The early to mid-1980s was in fact a time of great conflict and the end of an era. It was both the last, last, last vestiges of the ‘Brideshead Oxford’ and also when Thatcherism was ushering in a mass-consumer society, which would badly affect our great universities. Decades later, they’ve now become cowardly market-places for ‘wokedom’ and are in fact mired in conflict with the few remaining true academics, such as the marvellous Nigel Biggar.
Oxford and Cambridge in particular have betrayed free speech and embraced every gimmicky fad. They’ve become drearily conformist when the country needs the opposite, their much-trumpeted diversity is shallow and group-thinking. Above all, they are more class-dominated than ever - with wokedom as an elite signifier, the language of privilege, as Latin was in pre-Reformation monasteries.
Possibly mine is just a late middle-aged man’s view and can be discounted as such; that’s certainly what ‘progressives’ would do.

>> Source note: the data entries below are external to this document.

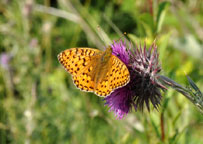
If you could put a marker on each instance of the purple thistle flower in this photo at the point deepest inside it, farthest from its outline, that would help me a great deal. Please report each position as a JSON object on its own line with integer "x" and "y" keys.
{"x": 143, "y": 87}
{"x": 4, "y": 60}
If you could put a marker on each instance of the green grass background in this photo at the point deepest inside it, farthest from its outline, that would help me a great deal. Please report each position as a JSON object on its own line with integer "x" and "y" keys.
{"x": 40, "y": 104}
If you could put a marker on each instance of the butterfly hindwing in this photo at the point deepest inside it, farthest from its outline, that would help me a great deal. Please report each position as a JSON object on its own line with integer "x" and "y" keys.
{"x": 84, "y": 64}
{"x": 117, "y": 76}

Still, the relentless and one-dimensional ‘be nice’ vacuity and hypocrisy certainly provokes me and many others now: Oxford just seems shallow and silly. Thankfully my negative feelings aren’t those captured by Larkin in his marvellous yet nihilistic Oxford poem Dockery and Son, since I’ve got a beloved child. And, in truth, I’d not encourage her to go there. I wasn’t really happy and my ambition for her is that she is. Maybe that’s hopelessly simplistic but the important things are the simplest though not the easiest.
So, to a gaudy, last Friday. A nice evening (thanks to the College) and good to see old acquaintances, but with those feeling of unease which I’m trying to articulate. Maybe it was only writing freely, marriage and family that could give me what I wanted.
I wrote this some time ago but it captures what I see now. It’s completely fictional, in case it seems a bit ‘close to the bone’:
I’m back at Jesus next week - running an electrical course for the maintenance guys 😀 nothing too lofty for me I’m afraid.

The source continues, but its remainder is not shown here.